The most powerful methods would seem to be those that explicitly model the processes of speciation, extinction, and trait evolution, such as a multi-type branching process (Maddison et al. 2007, and many variants thereof). However, such models can associate diversification effects with traits that do not warrant them (Rabosky and Goldberg 2015) when the models do not allow that other processes could explain diversification rate heterogeneity that is in the data (Beaulieu and O'Meara 2016). One response is to create more complicated models that do include other processes affecting diversification (Beaulieu and O'Meara 2016; Caetano et al. 2018; Zenil-Ferguson et al. 2019). Such models become increasingly difficult to fit to data, though, and it is never known when they include ‘enough.’

An alternative, which we pursue here, is to test whether a given model is statistically adequate for the data at hand, rather than merely testing whether it fits better than alternative models. Adequacy testing has been adopted in other areas of phylogenetics, such as alignment of nucleotide and amino acid sequences (Huelsenbeck et al. 2001; Nielsen and Huelsenbeck 2001), models of sequence evolution (Nielsen 2002; Bollback 2002; Brown and ElDabaje 2008; Lewis et al. 2014), continuous trait evolution (Slater and Pennell 2014; Pennell et al. 2015), discrete trait evolution (Huelsenbeck et al. 2003; Blackmon and Demuth 2014), tree branch lengths and topologies under phylogenetic inference (Brown 2014) and the birth-death process (Schwery and O'Meara 2020), the multispecies coalescent (Reid et al. 2014), and phylodynamics (Duchene et al. 2018). For the topic of trait-dependent lineage diversification, Bromham et al. (2016) and Ng and Smith (2018) performed adequacy assessments targeted at dead-end traits, but no general framework exists. This is what we develop.

Here, we perform posterior predictive checking of model adequacy for BiSSE models. Inadequacy of the model is indicated when test statistics calculated from the observed data are outliers compared to the same test statistics calculated from data simulated under the fitted model (Rubin 1984; Gelman et al. 1996). We employ a very large set of statistics that summarize different aspects of tree shape and trait distributions, and we assess how well these perform for adequacy testing. We find that suites of test statistics can highlight when the fitted model does not match the processes under which the data were generated. Furthermore, we show that different magnitudes of inadequacy can be revealed, and that different processes causing inadequacies can be distinguished. We close by highlighting the distinction between two different types of adequacy: no model will ever contain all the processes under which real-world data are generated (all models are inadequate for the data), but a model may still provide valid inferences about trait-dependent lineage diversification (some models are adequate for the question).

## Methods

### General approach

The core of our approach is to determine the adequacy of a candidate model for a given observed dataset by assessing whether the model is able to reproduce the key characteristics of the data, i.e., whether modelgenerated data ‘looks like’ the observed data. We achieve this using posterior predictive simulations (PPS; Fig. 1, Gelman et al. (1996)).
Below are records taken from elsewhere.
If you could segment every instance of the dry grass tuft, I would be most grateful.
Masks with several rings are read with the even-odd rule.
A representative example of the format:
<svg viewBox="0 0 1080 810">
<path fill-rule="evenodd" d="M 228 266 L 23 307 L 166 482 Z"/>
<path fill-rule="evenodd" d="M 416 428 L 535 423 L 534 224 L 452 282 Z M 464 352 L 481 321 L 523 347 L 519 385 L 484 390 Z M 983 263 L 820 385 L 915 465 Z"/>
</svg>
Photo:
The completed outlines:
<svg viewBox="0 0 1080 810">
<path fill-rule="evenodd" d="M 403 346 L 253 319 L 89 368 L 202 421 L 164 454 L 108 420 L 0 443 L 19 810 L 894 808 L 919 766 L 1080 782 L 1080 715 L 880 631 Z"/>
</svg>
First, the model is fit to the data to estimate the model parameters (speciation, extinction, and state transition rates, in case of BiSSE). This primary inference step is done in a Bayesian framework, yielding posterior distributions of the parameters which include their uncertainties and correlations. Second, a set of model parameter values is drawn from the posterior distribution, and those values are used to simulate data (a tree and tip character states, in our case). Repeating this for many draws of parameter values generates a large set of simulated data. Third, on the observed dataset and each simulated dataset, a variety of summary statistics are calculated. These summary statistics are intended to capture the relevant dimensions of variation across the data. Fourth, for each summary statistic, the value from the observed data is compared against the distribution across the simulated data. Posterior predictive *p*-values describe whether the observed data is an outlier relative to the data simulated under the model. Finally, the *p*-values of all summary statistics are interpreted to conclude whether the employed model is adequate for the data at hand. Summary statistics that have particularly low *p*-values (i.e., for which the observed data is particularly far from what the model produced) may hint at processes involved in generating the observed data but not present in the fitted model.
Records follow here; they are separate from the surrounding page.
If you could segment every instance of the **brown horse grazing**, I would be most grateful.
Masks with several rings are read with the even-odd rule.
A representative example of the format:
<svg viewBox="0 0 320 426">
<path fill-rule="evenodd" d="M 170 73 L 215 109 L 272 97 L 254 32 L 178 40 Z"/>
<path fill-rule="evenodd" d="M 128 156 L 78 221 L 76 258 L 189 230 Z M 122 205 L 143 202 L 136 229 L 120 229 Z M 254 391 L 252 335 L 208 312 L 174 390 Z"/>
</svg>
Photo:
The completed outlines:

Several challenges arise when applying this standard PPS approach to trait-dependent diversification, in which the generating model includes both evolution of the trait and the growth of the tree itself. The distribution of data simulated under a birth-death process can be extremely broad, so we impose some constraints by conditioning the simulations on various specific features of the data. We must also select summary statistics that capture the distribution of traits, the shape of the tree, and their interaction. And in interpreting the findings across all summary statistics, we must consider what exactly we want to learn from a model adequacy test. No inference model will truly be adequate to explain all the intricacies of any empirical dataset, but we can instead aim to determine whether an inference model is adequate to test the association of a trait with lineage diversification rates. Each of these challenges is discussed further below.

### Inference models

Our explorations here include two commonly-used models as the inference model. The simpler is a constantrate birth-death model (Nee et al. 1994) for the tree, on which evolves a binary trait that is not associated with the speciation or extinction rate (Pagel 1999). We call this model CID-1 because it is a characterindependent diversification model with one trait (Beaulieu and O'Meara 2016). The other is the BiSSE model, in which speciation and extinction rates depend on the state of an evolving binary trait (Maddison et al. 2007). More complex inference models can be used to assess whether trait-dependent diversification reported by BiSSE is robust to the action of additional processes (e.g., CID-2 and HiSSE; Beaulieu and O'Meara 2016). Extending our investigations to such models presents a substantial computational burden but no additional conceptual complications. We do not pursue it here, however, because our central goal is to develop a procedure—using PPS rather than statistical model comparisons—to determine whether BiSSE is an adequate model for testing the association of a trait with diversification rate. We consider a much wider array of generating models, described further below.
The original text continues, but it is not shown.